Teste de Joe ESZTERHAS, publié sur le 'Toronto Star' un hebdomadaire canadien...
Bon, evidement j'ai savamment ôté les commentaires de petit chrétien rédempteur qui va demander pardon à son "good Lord", mais le fait est là.
Sur le coup, j'ai aimé ce texte par sa justesse. Je ne vais pas arreter de fumer maintenant pour autant.
J'y reflechit beaucoup pourtant, passe du 'je freine ma consommation' à 'vite un packet et puis meerde!'.

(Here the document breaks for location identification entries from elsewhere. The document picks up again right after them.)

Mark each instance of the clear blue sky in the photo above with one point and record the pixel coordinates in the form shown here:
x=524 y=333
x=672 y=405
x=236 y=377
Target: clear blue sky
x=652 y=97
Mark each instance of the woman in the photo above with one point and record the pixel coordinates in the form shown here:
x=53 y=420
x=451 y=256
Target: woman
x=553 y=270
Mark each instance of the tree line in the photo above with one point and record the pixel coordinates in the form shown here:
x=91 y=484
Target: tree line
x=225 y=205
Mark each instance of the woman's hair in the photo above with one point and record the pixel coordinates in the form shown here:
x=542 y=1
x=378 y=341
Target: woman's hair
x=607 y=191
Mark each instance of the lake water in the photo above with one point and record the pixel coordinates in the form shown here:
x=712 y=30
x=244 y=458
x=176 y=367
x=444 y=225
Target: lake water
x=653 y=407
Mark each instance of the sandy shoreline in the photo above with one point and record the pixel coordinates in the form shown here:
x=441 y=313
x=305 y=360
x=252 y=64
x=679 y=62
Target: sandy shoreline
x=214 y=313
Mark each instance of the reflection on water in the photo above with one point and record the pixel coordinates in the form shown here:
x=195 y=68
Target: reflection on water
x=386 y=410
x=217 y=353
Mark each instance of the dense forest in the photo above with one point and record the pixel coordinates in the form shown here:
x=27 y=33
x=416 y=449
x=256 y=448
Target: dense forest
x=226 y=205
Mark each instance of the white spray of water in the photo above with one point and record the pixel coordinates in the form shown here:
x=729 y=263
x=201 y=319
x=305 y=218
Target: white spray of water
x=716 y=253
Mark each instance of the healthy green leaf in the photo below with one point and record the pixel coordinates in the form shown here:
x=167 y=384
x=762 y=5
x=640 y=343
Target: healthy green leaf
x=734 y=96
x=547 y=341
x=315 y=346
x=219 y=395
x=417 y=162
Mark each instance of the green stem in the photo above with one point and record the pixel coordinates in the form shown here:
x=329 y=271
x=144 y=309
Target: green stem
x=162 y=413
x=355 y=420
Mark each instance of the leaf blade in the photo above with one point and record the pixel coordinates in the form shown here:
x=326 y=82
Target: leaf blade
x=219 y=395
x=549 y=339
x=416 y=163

J'ai des passages 'immagination de l'interieur de mes petits poumons roses qui se salissent...', et evidemment ceux 'bonheur de la nicotine qui me parcours les veines; plaisir de poser la cigarette à ses levres, inspirer, profiter...'
Je n'ai pas envie de me casser la tête. Ca fait 3 ans que je me dis 'j'arrete quand je veux', mais pas une fois que je l'avais réelement envisagé. Il m'est arrivé de ne pas fumer pendant 2 voire 3 semaines pendant ces 3 ans. Aujourd'hui, c'est quitte ou double.
J'ai 18 ans. Mais au damn de mes parents, de Mylene et d'autres, de mon porte monnaie, de ma santé, malgré le nombre de fois où je me suis posé le fatal ultimatum et où je ne l'ai pas respecté, ce n'est pas aujourd'hui, voire même en 2009, que je m'arreterais.